In this on-site interview from STARWEST 2016, Jonathon Wright, the director of software engineering at CA Technologies and a speaker at the conference, joins Josiah Renaudin to discuss artificial intelligence, scaling for load, and virtual reality.
Josiah Renaudin: When you look at a major video game development studio like Blizzard, you see that they just released Overwatch, which is a multiplayer game that comes out and has well over 10 million users at this point. What do you think is the correct solution for dealing with anticipating that type of load? Same with Pokémon Go—everyone with a phone pretty much had it for a stretch. You release something like another game, Minecraft, and just have no idea that suddenly, it's going to be the most popular thing in the world. How do you anticipate and test for something like that?
Jonathon Wright: Absolutely. Actually, I've just come back from presenting across APAC in Australia. I did a presentation on Overwatch. It was quite interesting for a number of reasons, the first being that ... I did it based on the two weeks before, Doom had been released.
For things like Overwatch, which was the second example which I went through, was, and I was trying to relate this to how we've done things historically in testing as well. When I talked about Overwatch, the big thing was saying that the first week, there was 10 million users had used Overwatch, which was more than 2016 years, which is the equivalent of the year, was consumed in that first week.
I was saying with the example of, how can you possibly test something at that scale? The whole point of the deg was that I was relating ... What's the most recent. I was relating actually the comparison between Doom now and Doom back when it was release. It actually is interesting, or it might not sound as interesting as it was in there, but back in 1994, and I saw something interesting today, but 1994 was the first time that they did a Cloud based multi player platform for Doom. They've actually got the service listed of which ones you could dial. This was using IP, in the old days where you're using your dial up modem.

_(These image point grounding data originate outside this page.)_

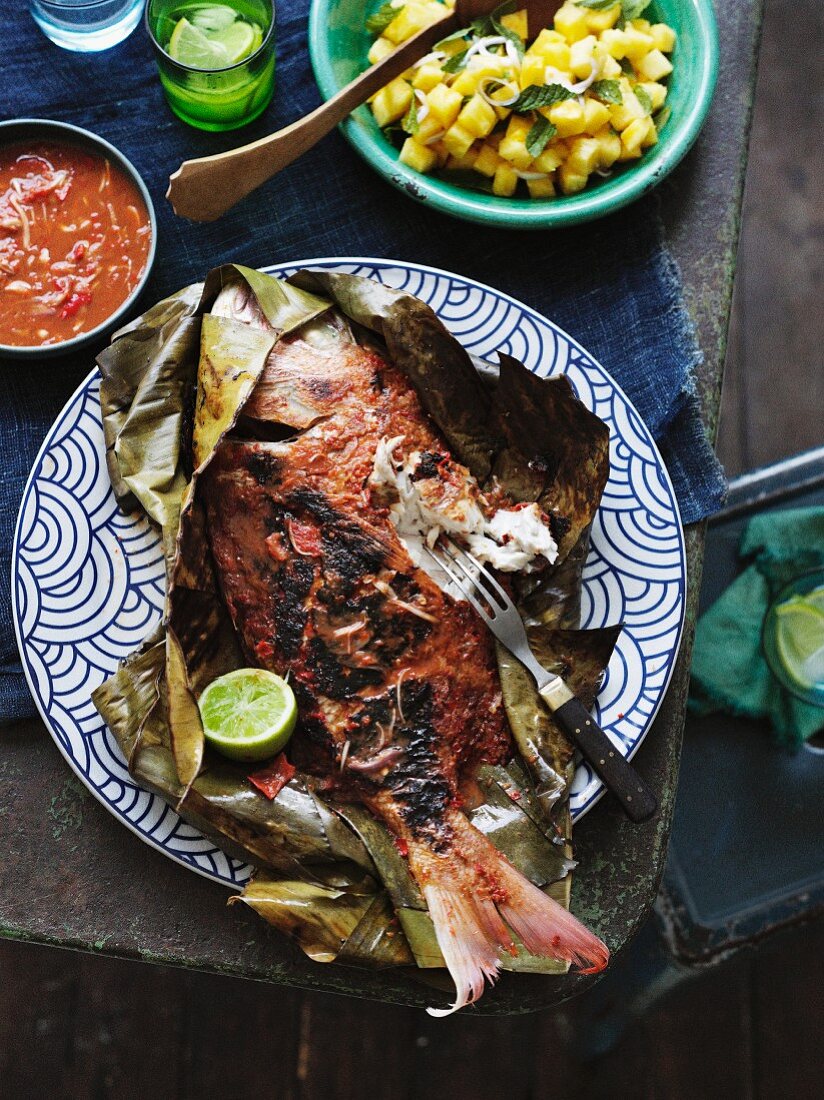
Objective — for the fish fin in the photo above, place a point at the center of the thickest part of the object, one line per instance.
(475, 897)
(547, 928)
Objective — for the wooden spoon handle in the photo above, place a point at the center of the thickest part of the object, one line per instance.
(206, 188)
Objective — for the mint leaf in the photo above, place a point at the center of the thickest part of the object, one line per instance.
(453, 36)
(607, 91)
(643, 97)
(632, 9)
(380, 20)
(456, 63)
(540, 95)
(410, 124)
(660, 119)
(539, 136)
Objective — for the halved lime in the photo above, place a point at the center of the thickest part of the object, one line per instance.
(800, 638)
(190, 46)
(248, 714)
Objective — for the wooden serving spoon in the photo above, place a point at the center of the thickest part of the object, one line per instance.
(206, 188)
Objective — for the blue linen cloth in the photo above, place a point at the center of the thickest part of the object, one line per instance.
(611, 284)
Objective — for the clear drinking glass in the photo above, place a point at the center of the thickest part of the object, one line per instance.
(86, 25)
(793, 637)
(213, 96)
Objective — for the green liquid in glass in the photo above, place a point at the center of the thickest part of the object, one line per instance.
(218, 70)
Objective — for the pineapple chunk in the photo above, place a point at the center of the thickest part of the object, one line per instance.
(513, 146)
(531, 70)
(614, 43)
(428, 129)
(487, 162)
(505, 180)
(636, 44)
(599, 21)
(633, 136)
(581, 56)
(584, 156)
(550, 158)
(571, 21)
(465, 83)
(596, 114)
(610, 147)
(445, 103)
(462, 163)
(571, 182)
(663, 37)
(657, 92)
(553, 48)
(478, 117)
(651, 135)
(540, 188)
(392, 102)
(458, 140)
(655, 65)
(410, 19)
(441, 152)
(378, 50)
(427, 76)
(568, 118)
(417, 156)
(517, 22)
(608, 68)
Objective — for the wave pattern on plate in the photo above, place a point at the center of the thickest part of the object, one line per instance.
(88, 578)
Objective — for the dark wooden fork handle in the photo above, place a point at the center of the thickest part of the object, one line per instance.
(618, 776)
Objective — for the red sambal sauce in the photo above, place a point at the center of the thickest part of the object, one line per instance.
(74, 242)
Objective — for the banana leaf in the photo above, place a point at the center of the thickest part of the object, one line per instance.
(175, 382)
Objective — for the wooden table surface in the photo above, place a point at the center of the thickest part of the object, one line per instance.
(107, 891)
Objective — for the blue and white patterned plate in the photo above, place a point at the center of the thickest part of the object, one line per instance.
(87, 578)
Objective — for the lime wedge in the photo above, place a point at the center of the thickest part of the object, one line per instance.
(212, 18)
(190, 46)
(800, 639)
(248, 714)
(240, 40)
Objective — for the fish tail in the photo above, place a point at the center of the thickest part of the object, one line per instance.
(475, 897)
(463, 937)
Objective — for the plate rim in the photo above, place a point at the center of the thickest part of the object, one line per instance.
(376, 262)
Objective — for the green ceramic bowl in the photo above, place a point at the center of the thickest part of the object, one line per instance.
(338, 45)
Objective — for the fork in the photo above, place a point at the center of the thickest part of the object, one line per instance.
(496, 609)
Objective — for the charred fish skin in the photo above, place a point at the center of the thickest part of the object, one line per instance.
(396, 681)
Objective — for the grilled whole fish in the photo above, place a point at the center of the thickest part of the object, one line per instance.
(396, 681)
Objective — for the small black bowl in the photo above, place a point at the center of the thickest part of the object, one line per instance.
(18, 130)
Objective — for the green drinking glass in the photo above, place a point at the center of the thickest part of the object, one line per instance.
(216, 61)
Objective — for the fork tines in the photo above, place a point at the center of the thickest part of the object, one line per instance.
(480, 587)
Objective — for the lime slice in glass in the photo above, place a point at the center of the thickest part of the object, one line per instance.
(240, 40)
(800, 638)
(190, 46)
(248, 714)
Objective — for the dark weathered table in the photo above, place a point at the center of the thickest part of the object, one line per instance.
(72, 878)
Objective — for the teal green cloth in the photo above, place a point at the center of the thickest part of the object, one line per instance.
(728, 668)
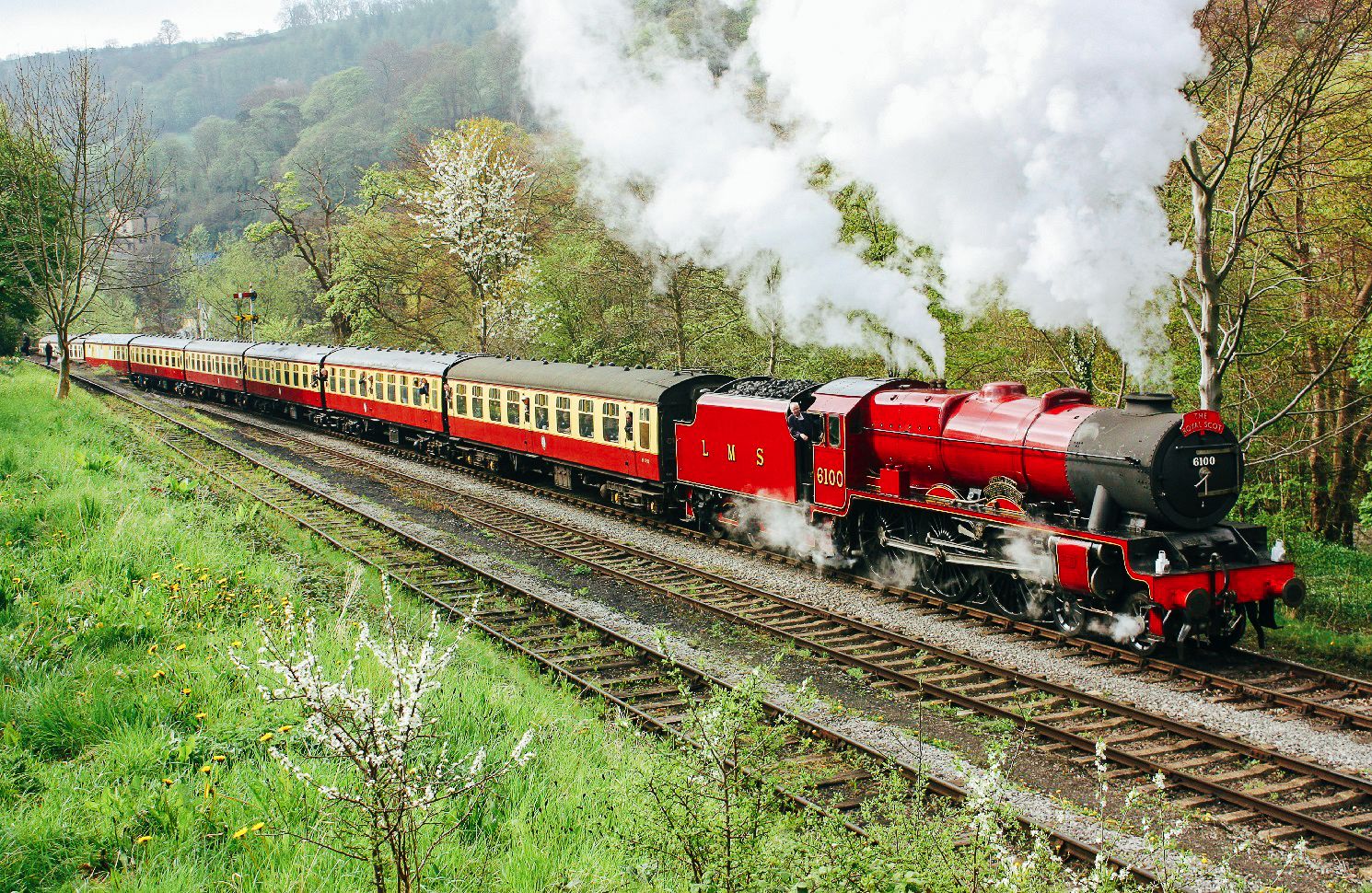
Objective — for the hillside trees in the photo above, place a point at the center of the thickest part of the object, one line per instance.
(476, 204)
(67, 251)
(305, 210)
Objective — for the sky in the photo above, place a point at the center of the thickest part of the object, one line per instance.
(45, 25)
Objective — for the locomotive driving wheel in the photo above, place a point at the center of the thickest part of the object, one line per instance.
(1067, 615)
(1227, 629)
(946, 579)
(1137, 608)
(1014, 596)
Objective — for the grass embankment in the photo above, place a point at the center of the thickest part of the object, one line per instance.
(1335, 621)
(132, 753)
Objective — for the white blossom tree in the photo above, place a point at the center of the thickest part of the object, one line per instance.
(408, 793)
(478, 207)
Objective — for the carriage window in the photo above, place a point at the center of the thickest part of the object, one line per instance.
(586, 419)
(564, 414)
(610, 422)
(541, 412)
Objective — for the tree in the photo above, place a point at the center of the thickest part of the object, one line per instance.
(307, 209)
(18, 261)
(99, 147)
(476, 204)
(1280, 72)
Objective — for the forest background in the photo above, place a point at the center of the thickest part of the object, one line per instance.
(304, 165)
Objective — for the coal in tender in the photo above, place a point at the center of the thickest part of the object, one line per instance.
(769, 389)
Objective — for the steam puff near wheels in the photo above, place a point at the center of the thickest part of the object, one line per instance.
(1046, 508)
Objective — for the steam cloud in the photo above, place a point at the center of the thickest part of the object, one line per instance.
(1019, 142)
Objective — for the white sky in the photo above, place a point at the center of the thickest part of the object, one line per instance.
(44, 25)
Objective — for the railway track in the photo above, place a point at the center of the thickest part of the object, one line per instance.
(1268, 680)
(825, 770)
(1285, 795)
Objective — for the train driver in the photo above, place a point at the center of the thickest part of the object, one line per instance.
(803, 433)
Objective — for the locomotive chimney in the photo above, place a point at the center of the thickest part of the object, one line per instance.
(1147, 403)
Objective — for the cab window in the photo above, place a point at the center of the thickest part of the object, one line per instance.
(586, 419)
(541, 412)
(610, 422)
(564, 414)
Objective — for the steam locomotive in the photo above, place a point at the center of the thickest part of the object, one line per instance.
(1047, 508)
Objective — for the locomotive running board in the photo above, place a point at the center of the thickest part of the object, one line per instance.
(948, 551)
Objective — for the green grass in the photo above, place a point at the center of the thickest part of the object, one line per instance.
(1335, 621)
(120, 587)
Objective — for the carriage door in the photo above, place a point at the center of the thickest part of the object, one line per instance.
(831, 458)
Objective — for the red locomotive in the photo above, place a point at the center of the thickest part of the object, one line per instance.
(1047, 508)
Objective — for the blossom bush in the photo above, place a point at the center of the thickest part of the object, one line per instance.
(405, 793)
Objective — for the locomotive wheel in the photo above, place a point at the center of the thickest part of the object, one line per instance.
(1227, 630)
(1067, 615)
(948, 581)
(876, 528)
(1013, 596)
(1139, 607)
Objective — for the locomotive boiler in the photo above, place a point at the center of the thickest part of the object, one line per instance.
(1044, 506)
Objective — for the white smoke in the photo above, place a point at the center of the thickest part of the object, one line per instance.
(1122, 629)
(680, 167)
(785, 527)
(1021, 142)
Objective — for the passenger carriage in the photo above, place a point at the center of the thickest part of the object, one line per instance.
(109, 350)
(607, 427)
(285, 377)
(389, 391)
(215, 366)
(157, 361)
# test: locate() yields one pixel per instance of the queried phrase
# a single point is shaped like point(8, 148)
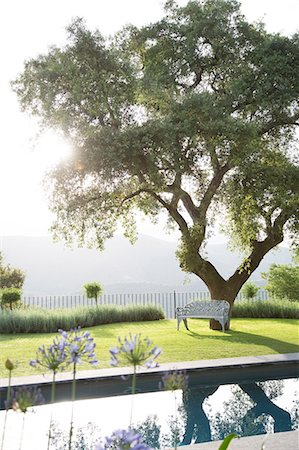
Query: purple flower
point(134, 351)
point(79, 347)
point(23, 398)
point(52, 357)
point(123, 440)
point(174, 380)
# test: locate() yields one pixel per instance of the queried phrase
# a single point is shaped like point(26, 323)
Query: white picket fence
point(168, 301)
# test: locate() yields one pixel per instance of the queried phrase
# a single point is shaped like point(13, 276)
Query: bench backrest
point(213, 306)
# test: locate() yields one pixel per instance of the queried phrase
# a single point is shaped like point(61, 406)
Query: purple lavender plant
point(51, 358)
point(135, 351)
point(123, 440)
point(174, 380)
point(79, 347)
point(10, 366)
point(23, 398)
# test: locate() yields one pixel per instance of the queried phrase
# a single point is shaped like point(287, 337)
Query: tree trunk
point(222, 291)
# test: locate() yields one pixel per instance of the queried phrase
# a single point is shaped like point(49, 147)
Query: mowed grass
point(247, 337)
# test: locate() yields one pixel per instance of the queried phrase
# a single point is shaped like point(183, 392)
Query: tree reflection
point(249, 411)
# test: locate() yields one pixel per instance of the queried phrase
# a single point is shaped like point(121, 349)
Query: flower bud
point(9, 365)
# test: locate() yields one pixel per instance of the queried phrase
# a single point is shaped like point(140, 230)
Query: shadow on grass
point(240, 337)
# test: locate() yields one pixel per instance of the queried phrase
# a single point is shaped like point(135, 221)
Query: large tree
point(194, 115)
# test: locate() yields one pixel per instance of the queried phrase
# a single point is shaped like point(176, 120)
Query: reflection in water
point(197, 424)
point(204, 413)
point(263, 405)
point(250, 411)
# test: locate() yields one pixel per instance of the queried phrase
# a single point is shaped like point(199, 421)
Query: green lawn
point(246, 337)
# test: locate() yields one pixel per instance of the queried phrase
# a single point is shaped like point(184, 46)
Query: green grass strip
point(247, 337)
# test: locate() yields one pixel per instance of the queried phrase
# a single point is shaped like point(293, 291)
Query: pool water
point(164, 418)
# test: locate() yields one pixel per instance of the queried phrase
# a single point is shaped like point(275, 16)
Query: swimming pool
point(237, 395)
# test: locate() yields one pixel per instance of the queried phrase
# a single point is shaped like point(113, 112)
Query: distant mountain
point(148, 266)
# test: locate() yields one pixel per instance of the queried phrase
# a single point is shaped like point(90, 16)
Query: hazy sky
point(29, 28)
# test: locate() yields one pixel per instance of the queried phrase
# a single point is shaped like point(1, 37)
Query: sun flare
point(52, 149)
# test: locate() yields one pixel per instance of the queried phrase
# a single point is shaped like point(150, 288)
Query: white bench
point(214, 309)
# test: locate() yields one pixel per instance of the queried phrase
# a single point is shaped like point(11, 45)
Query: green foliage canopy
point(10, 296)
point(93, 290)
point(249, 291)
point(283, 281)
point(194, 114)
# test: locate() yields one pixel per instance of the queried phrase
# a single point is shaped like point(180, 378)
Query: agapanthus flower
point(79, 346)
point(174, 380)
point(23, 398)
point(135, 351)
point(53, 357)
point(123, 440)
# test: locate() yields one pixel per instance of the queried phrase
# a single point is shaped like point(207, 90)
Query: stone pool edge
point(198, 365)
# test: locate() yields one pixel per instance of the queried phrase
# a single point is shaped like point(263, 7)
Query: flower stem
point(22, 431)
point(133, 390)
point(72, 411)
point(51, 414)
point(6, 412)
point(176, 424)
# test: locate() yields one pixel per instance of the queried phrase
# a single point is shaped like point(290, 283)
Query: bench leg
point(186, 325)
point(178, 324)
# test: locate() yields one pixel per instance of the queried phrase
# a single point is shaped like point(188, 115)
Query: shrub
point(249, 291)
point(10, 296)
point(274, 308)
point(283, 281)
point(93, 290)
point(38, 320)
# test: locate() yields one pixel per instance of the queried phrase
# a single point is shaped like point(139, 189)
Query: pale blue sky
point(29, 28)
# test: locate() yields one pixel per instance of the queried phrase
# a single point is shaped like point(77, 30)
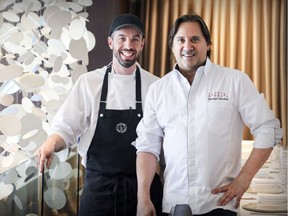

Equally, even if you remember back in these days, you still had bots. You had bots walking around. In here, you've got bots talking about their aiming ability, whether or not they've got lag, which is very similar to network virtualization. That's their IP. Part of it was to give them a disadvantage or a not disadvantage. Equally, there's a whole stack of power shell commands that was in the console, apart from walk through the walls mode, part of it is, something even ten, fifteen, twenty years ago, the techniques which they've used, none of it's new. We're talking about bot frameworks now with Microsoft. I've been doing stuff with Domino's, and they've replaced all their online people with the Microsoft Bot framework.
We're starting to see these systems that can actually go through and exhaustively test through the application, especially when you start taking video analytics and image recognition, which is what we were talking about with Google APIs. If that's a simple call, it can understand where am I in Minecraft by looking at it and identifying, I'm stuck in front of a tree, so I can't physically go through, whether or not the tree is a virtual tree or a picture of a tree. Part of it now is those APIs.
I think we're going to get more and more sophisticated, and part of what we do is with a lot of our modeling side of things as well, how do we possibly test through all these possible routes? I sat down with Paul Gerard about three weeks ago, in the case of Domino's, and we showed the model of their ordering pizza. I don't know if you've heard of Slack?
Josiah Renaudin: Yeah, we use it at TechWell.
Jonathon Wright: Yeah. He's created a bot in there, which is an exploratory testing bot. The exploratory testing bot sits in there and you say, "I'm going to do some exploratory testing." It says, "Where are you?" It doesn't know where you are. You have to describe where you are. In this case, for the Minecraft thing, we're saying, "I'm still in front of a tree." Then it'll turn around, it'll suggest that it thinks you are here in the model, and you can say, "Where should I go?" It'll say, "Go to the haunted house." Then if you start walking over to the haunted house, it'll say, "Actually, your friend Paul is in the haunted house at the moment testing that component. Why don't you head over there?" That way you don't get people using duplicate paths.
All it's doing is learning the session, understanding a model, doing the discovery or the exploratory, mapping that and capturing that, and then using adapters to take and capture information. If you suddenly go through there and there's a stack trace saying, "There's something wrong," or, "There's something not rendered properly," or you see something on the screen or you see something in one of the logs, it can capture that information and they'll be able to reproduce it.